5. A circuit according to claim 2 or claim 3 wherein said predetermined form of pulse train is absence of pulses.

6. A circuit according to any preceding claim wherein said further control is such as to reduce dissipation in the load.

7. A circuit according to any preceding claim and comprising a manually variable impedance coupled to said first input for providing said variable input signal.

8. A circuit according to claim 7 wherein said manually variable impedance comprises a resistive potentiometer.

9. A circuit according to any preceding claim wherein said pulse means comprises a microprocessor providing said first input and said output of the pulse means, and having a second input coupled to said thermally responsive electrical element.

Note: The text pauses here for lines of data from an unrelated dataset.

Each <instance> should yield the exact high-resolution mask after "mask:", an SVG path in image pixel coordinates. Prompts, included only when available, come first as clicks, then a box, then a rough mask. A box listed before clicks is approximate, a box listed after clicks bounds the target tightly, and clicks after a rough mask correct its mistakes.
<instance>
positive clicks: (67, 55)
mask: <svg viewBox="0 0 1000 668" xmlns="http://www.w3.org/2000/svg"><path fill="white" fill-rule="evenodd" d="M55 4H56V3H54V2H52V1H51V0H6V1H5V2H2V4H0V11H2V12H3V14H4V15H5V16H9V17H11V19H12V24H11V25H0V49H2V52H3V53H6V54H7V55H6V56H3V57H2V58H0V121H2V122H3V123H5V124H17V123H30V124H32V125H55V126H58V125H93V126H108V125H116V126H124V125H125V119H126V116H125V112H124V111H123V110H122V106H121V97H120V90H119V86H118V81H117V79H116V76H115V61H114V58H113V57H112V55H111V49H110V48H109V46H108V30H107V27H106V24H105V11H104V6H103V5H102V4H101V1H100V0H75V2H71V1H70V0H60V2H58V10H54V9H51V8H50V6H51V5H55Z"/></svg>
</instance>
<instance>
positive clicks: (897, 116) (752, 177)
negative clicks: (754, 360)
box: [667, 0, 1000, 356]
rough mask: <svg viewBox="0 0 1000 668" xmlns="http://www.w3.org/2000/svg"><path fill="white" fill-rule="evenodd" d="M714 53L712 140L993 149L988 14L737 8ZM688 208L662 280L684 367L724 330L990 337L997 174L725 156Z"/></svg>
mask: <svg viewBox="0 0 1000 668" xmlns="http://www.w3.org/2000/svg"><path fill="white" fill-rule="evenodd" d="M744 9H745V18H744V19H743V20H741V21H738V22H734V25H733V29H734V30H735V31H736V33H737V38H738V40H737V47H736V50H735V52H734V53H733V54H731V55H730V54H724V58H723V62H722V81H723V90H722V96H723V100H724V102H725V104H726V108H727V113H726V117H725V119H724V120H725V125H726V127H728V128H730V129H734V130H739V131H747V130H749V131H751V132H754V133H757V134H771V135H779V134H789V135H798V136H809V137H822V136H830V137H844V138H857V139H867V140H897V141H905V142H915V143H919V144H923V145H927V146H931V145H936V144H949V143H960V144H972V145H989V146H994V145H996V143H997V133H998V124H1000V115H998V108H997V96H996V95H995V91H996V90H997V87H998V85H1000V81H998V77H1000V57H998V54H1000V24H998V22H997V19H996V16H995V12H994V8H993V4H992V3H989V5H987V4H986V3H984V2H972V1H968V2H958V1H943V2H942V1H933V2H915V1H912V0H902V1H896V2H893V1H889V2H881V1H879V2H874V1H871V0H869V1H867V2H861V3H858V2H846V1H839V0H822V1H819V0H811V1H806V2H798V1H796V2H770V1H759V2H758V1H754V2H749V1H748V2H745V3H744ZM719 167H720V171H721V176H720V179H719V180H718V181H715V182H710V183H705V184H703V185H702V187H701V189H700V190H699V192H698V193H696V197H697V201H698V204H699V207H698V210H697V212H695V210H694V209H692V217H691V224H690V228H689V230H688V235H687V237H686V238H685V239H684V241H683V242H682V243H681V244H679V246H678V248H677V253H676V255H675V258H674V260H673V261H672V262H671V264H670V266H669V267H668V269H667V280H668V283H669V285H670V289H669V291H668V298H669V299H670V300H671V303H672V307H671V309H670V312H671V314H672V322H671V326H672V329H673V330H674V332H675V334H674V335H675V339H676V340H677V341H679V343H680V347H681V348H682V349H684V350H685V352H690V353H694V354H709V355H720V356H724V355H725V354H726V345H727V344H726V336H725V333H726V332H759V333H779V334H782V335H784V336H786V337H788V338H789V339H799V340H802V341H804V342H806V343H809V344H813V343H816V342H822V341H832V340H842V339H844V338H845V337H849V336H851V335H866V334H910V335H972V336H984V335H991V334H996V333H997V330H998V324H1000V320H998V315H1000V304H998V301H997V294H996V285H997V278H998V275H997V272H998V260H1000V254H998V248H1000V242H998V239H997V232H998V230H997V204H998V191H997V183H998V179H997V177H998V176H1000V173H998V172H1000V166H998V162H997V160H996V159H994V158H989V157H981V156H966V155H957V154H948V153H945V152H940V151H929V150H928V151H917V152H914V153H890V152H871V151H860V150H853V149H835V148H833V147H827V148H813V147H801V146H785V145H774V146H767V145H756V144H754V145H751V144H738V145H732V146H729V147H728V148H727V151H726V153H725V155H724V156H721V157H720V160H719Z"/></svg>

10. A circuit according to any preceding claim wherein said thermally responsive electrical element is a thermally variable impedance.

11. A circuit according to claim 10 wherein said thermally variable impedance is a thermistor.

12. A circuit according to claim 10 or claim 11 wherein the magnitude of said thermally variable impedance decreases with an increase in temperature.

13. A circuit according to any one of claims 1 to 9 wherein said thermally responsive electrical element is a switch.

14. A circuit according to any preceding claim wherein said at least one other part of said power control circuit is an inductor coupled in series with the semiconductor switch.

15. A circuit according to any preceding claim wherein the semiconductor switch is a thyristor or triac.

16. A circuit according to any preceding claim comprising a manually operable switch in said first conductor.

17. A circuit according to claim 16 and claim 2, or claim 16 and claim 3, wherein resetting of said pulse train from said predetermined form to said controlled timing is effected by opening and closing said manually operable switch.

18. A power control circuit substantially as herein described with reference to Figure 5.